По Шпанову наглядно можно судить об этапах перерождения советского проекта — от его раннего конструктивистского модернизма в поздний квасной пафос, от интернационализма к синдрому осажденной крепости, от оптимизма в отношении человеческой природы (в том числе и германского пролетариата) — к мрачному мироощущению, заполнявшему мир «Заговорщиками», «Поджигателями» и «Ураганами». Отдыхал он душою только на стилизациях в духе «Старой тетради», хотя и там подхалтуривал, ибо многое тырил, скажем, у Эдгара По. Сравните то, что писал Шпанов до и во время войны, с тем, что он ваял после, — и причины советской катастрофы станут вам очевидны. Но и с поздними его сочинениями «Воинов креатива» и «Американское сало» не сравнить: Шпанов вызывает чувство горечи, а его нынешние аналоги — чувство гадливости.

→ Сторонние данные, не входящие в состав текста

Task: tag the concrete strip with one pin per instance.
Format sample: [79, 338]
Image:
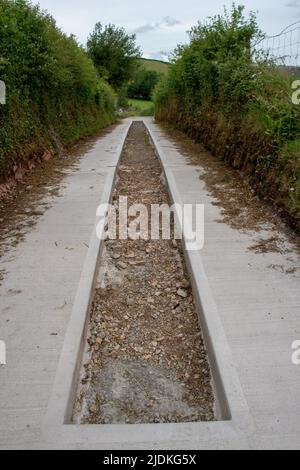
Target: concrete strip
[39, 287]
[257, 305]
[232, 408]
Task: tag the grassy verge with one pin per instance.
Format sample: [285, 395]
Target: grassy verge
[141, 107]
[54, 94]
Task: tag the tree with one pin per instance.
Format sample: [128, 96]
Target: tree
[143, 84]
[115, 54]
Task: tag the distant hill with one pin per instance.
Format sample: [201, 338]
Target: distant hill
[157, 65]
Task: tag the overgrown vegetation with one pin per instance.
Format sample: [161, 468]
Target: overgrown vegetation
[143, 84]
[114, 53]
[239, 105]
[141, 108]
[54, 93]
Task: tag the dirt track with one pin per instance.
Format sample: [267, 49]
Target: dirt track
[145, 361]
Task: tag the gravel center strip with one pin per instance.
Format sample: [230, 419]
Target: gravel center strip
[145, 359]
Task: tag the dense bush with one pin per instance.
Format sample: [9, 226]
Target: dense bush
[238, 104]
[142, 87]
[114, 53]
[53, 89]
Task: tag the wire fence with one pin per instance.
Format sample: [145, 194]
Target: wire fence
[284, 47]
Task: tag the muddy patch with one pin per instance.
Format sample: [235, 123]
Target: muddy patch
[145, 360]
[239, 206]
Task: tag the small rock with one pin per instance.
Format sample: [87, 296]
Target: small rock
[185, 284]
[182, 293]
[121, 265]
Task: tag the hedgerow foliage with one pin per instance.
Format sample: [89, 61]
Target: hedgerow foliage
[220, 92]
[142, 87]
[53, 89]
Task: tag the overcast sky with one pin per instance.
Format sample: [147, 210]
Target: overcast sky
[161, 24]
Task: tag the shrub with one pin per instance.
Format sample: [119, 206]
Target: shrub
[53, 89]
[142, 87]
[239, 105]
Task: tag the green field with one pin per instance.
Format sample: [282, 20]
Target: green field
[156, 65]
[142, 108]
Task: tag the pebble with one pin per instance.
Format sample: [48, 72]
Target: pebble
[182, 293]
[122, 265]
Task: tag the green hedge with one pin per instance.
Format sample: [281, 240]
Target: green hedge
[53, 89]
[239, 105]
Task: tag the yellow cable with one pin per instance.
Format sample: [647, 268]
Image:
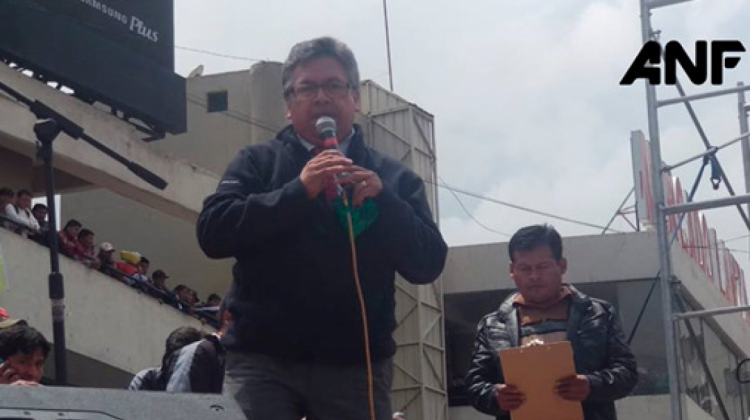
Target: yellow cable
[355, 267]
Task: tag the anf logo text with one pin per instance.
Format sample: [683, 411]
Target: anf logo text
[647, 63]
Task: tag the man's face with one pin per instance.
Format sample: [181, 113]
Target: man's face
[185, 295]
[537, 274]
[88, 240]
[23, 202]
[40, 214]
[5, 200]
[73, 231]
[29, 367]
[106, 255]
[303, 112]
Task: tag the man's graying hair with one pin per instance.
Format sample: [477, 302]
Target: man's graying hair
[306, 51]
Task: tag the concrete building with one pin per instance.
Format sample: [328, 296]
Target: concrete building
[225, 113]
[113, 331]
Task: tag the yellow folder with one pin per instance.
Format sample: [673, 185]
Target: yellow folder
[534, 371]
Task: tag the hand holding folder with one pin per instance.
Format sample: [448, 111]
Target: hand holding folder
[536, 371]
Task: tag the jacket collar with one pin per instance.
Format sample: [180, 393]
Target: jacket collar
[578, 300]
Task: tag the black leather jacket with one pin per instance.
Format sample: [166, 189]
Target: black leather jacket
[599, 349]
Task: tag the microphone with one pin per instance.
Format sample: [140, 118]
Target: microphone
[326, 128]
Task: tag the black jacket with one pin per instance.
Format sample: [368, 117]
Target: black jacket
[293, 294]
[198, 367]
[599, 350]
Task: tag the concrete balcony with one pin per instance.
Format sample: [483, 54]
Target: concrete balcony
[112, 330]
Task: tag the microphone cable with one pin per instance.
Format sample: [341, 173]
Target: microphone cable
[362, 306]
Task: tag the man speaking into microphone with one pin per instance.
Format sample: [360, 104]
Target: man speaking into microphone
[296, 346]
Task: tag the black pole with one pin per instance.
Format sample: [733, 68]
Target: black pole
[46, 131]
[49, 125]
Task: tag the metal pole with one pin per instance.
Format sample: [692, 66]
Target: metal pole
[665, 273]
[618, 212]
[742, 109]
[711, 312]
[388, 44]
[706, 95]
[708, 204]
[710, 151]
[46, 131]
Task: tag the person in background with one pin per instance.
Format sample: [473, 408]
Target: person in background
[68, 238]
[24, 351]
[546, 310]
[85, 249]
[200, 366]
[6, 321]
[20, 212]
[6, 197]
[106, 257]
[39, 211]
[213, 301]
[156, 378]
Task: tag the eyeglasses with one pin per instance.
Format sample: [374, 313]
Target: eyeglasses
[332, 90]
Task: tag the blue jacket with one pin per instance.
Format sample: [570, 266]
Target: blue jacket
[293, 294]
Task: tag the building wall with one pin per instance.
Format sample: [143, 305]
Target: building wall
[188, 183]
[256, 111]
[16, 170]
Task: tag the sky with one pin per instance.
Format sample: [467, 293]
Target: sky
[526, 96]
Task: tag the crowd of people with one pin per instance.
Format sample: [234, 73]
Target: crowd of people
[79, 243]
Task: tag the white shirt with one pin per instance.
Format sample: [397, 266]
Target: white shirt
[22, 217]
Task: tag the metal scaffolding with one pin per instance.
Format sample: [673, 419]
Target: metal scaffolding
[670, 285]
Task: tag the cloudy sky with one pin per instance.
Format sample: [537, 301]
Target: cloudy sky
[526, 96]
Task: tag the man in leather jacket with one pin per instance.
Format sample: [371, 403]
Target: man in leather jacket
[546, 309]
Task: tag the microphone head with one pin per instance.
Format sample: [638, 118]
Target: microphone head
[326, 128]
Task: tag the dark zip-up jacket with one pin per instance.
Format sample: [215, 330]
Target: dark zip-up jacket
[599, 349]
[293, 294]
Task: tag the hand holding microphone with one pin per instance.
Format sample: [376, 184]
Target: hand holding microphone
[327, 164]
[364, 182]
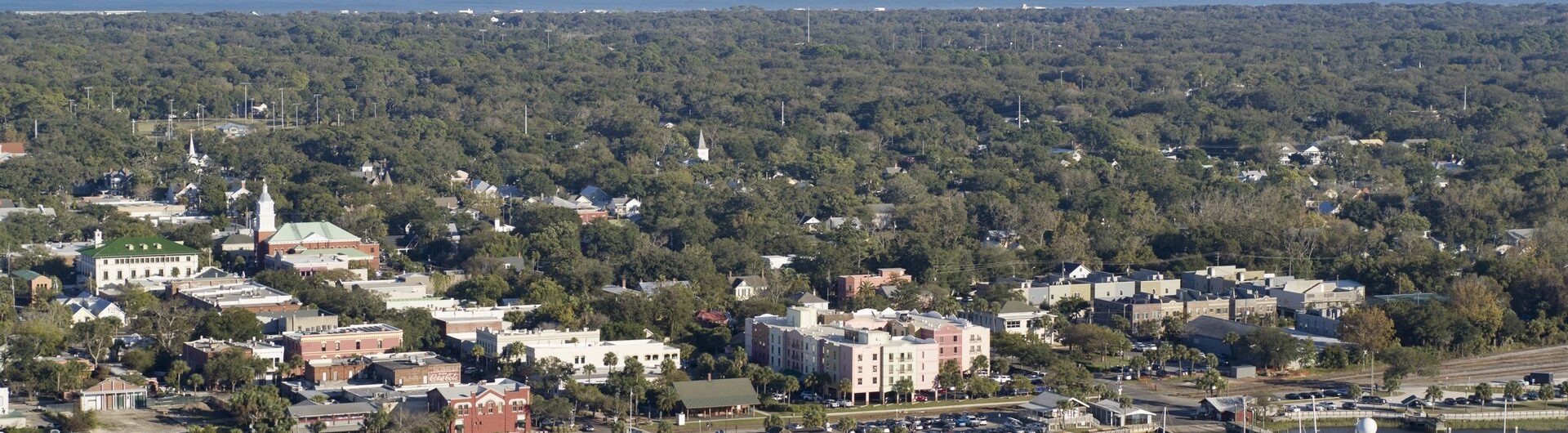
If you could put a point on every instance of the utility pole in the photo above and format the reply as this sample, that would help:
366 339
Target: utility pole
247 100
808 25
281 118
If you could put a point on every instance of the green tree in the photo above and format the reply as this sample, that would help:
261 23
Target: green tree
773 422
176 371
983 386
1484 391
1211 382
814 416
903 388
845 424
261 410
231 325
1513 390
1370 328
1274 347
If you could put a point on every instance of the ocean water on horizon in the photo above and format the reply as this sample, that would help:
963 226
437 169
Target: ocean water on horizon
279 7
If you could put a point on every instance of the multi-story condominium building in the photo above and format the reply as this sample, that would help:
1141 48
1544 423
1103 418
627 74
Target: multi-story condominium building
651 354
1054 288
1015 317
198 352
1218 279
496 341
1316 294
869 350
496 407
344 342
1106 284
1155 283
243 295
134 257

Почему бы?

А потому, что Шпанов верил в то, что писал. Это и есть чистое сливочное масло пропаганды: главной особенностью так называемого суверенного дискурса является не экспертная, а экспортная его природа. То есть ориентация на другого потребителя — заграничного ли, отечественного ли, живущего этажом ниже. Сами хозяева дискурса не верят ни одному своему слову и даже подмигивают тем, кто кажется им «своими»: ну вы же видите.

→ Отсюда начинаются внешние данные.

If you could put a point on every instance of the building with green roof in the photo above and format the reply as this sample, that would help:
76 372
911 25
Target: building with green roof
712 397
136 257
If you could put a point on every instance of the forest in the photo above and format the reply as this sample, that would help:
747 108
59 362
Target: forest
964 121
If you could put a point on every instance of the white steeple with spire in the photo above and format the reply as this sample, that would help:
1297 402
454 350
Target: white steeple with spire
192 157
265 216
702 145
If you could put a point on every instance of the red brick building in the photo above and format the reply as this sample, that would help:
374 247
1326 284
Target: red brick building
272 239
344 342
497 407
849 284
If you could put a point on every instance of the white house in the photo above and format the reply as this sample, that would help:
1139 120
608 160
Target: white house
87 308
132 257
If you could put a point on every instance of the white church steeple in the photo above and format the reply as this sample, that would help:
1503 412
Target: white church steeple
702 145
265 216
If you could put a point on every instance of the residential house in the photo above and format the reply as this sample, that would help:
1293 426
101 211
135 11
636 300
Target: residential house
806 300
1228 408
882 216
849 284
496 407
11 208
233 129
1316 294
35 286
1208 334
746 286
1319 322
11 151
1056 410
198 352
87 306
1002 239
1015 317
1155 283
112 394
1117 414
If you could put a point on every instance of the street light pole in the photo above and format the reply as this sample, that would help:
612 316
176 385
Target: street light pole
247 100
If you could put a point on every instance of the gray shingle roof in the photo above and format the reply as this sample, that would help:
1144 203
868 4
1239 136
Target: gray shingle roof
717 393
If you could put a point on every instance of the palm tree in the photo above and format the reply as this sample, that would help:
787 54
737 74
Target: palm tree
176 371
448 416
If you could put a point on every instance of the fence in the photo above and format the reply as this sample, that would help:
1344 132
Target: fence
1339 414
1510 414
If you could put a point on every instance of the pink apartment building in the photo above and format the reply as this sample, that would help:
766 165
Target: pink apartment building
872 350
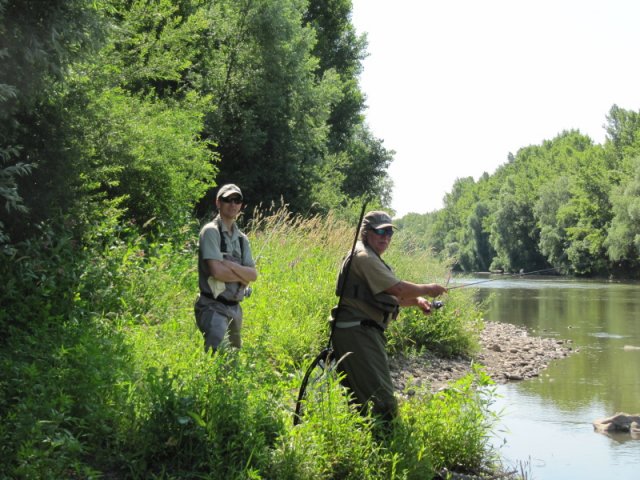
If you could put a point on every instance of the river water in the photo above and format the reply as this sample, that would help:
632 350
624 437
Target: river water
546 422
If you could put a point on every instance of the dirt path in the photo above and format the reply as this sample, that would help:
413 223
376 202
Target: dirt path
508 353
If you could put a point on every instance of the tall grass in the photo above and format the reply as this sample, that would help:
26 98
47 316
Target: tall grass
121 387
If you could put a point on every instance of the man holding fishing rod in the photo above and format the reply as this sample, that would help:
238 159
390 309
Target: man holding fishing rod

А Шпанов — верил. Может быть, потому, что он был не такой умный, а может быть, потому, что слова хозяев дискурса не так расходились с делами, и дети главных идеологов ксенофобии не обучались за границей, и заграничных вкладов у них тоже не было. Есть только один рецепт качественной агитлитературы: ты должен хотеть жить в мире, который рисуешь в качестве положительного образца, и верить в собственные слова. Это, кстати, касается в первую очередь утопии Стругацких, которые сформировались под прямым влиянием раннесоветского утопизма. Позднесоветские времена были в основном отмечены уже антиутопиями о холодных противостояниях, осадах и подкупах; апофеозом этой белиберды стало кочетовское «Чего же ты хочешь?», роман во многих отношениях фантастический, в том числе фантастически смешной. Символично, что раннесоветская утопия была о страшной войне, а поздние апокалиптические сочинения — о мире; почувствуйте разницу самого качества жизни. Впрочем, это отчасти и возрастное: молодость сильна и бесстрашна — старость слабеет и всего боится, кругом враги, не вылезешь из норы своей коммунальной, чужие дети хамят, соседка нарочно рассыпает по кухне свои крашеные волосы...

Современная российская пропаганда, мягкообложечная, крикливая и напыщенно-наглая, соотносится с прозой Шпанова примерно как мир Саракша с миром Полдня.

Мир Полдня — особенно у поздних Стругацких — тоже не рай, там возрастает роль Комкона (организации с прозрачными прототипами) и все очевидней становится расслоение на людей и люденов, — но это все-таки не Саракш. Не Саракш.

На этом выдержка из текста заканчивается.